Anche il periodo successivo alla nascita è molto delicato a causa del possibile sviluppo della depressione post-partum.

L’utilizzo di Internet ha permesso alle madri di condividere le proprie storie, di trovare consolazione e una nuova consapevolezza nel legame di solidarietà instaurato con altre donne che hanno vissuto la stessa esperienza. Da queste condivisioni, tuttavia, sono emersi anche racconti sconvolgenti per quanto poco se ne parli, nonostante la loro diffusione. Equipe mediche che negano epidurali senza un valido motivo, o fanno interventi cesarei senza che ce ne sia bisogno solo per velocizzare il parto, spesso senza informare i futuri genitori sull’impatto che ciò può avere in successive gravidanze e nascite. Infermieri e infermiere che trattano male le partorienti con commenti inopportuni o veri e propri insulti, esprimendo a voce alta giudizi che nulla hanno a che vedere con il parto, colpevolizzandole per qualunque complicanza. Risultati di esami prenatali tenuti nascosti o sminuiti per evitare aborti. Punti di sutura dati senza anestesia o senza che ce ne sia la reale necessità, come nel caso dell’husband stich, ovvero quei punti in più che vengono messi solo per rendere il canale vaginale più stretto in vista di prossimi rapporti sessuali, senza aspettare che i muscoli tornino da soli al loro stato originale. Operazioni mediche compiute sulle partorienti senza che queste lo sapessero – la più comune è l’episiotomia, un’incisione del perineo fatta per allargare l’orifizio vaginale, di cui le pazienti vengono spesso informate solo quando si stanno riprendendo dal parto.

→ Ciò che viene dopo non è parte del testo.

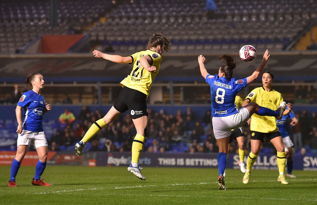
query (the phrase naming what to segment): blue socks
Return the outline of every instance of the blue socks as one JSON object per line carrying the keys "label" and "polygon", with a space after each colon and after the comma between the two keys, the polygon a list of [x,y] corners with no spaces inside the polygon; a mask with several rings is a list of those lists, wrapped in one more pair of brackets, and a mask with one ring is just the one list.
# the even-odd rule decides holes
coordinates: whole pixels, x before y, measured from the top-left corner
{"label": "blue socks", "polygon": [[227,164],[227,154],[223,152],[219,152],[217,157],[217,160],[218,162],[218,170],[219,173],[223,176],[224,169],[226,168],[226,164]]}
{"label": "blue socks", "polygon": [[41,162],[39,159],[35,167],[35,175],[34,176],[34,180],[36,181],[41,179],[41,176],[44,171],[45,168],[46,167],[46,162]]}
{"label": "blue socks", "polygon": [[293,171],[293,161],[287,160],[287,173],[291,174]]}
{"label": "blue socks", "polygon": [[280,112],[277,110],[272,110],[270,109],[260,106],[260,109],[257,114],[261,116],[278,116],[280,115]]}
{"label": "blue socks", "polygon": [[10,173],[10,180],[9,182],[11,181],[16,181],[16,176],[18,173],[18,171],[20,168],[21,163],[15,159],[13,159],[11,164],[11,171]]}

A volte è perfino capitato che le ostetriche usassero violenza fisica sulle partorienti e minimizzassero il dolore delle contrazioni. Inoltre, molte informazioni sul post-parto, come la possibilità di un finto mestruo nelle neonate causato dal residuo ormonale della madre, o perdita consistente di sangue per svariati giorni, sono più o meno volutamente taciute, causando enorme stress in donne che si stanno ancora riprendendo dal più grande sforzo della loro vita.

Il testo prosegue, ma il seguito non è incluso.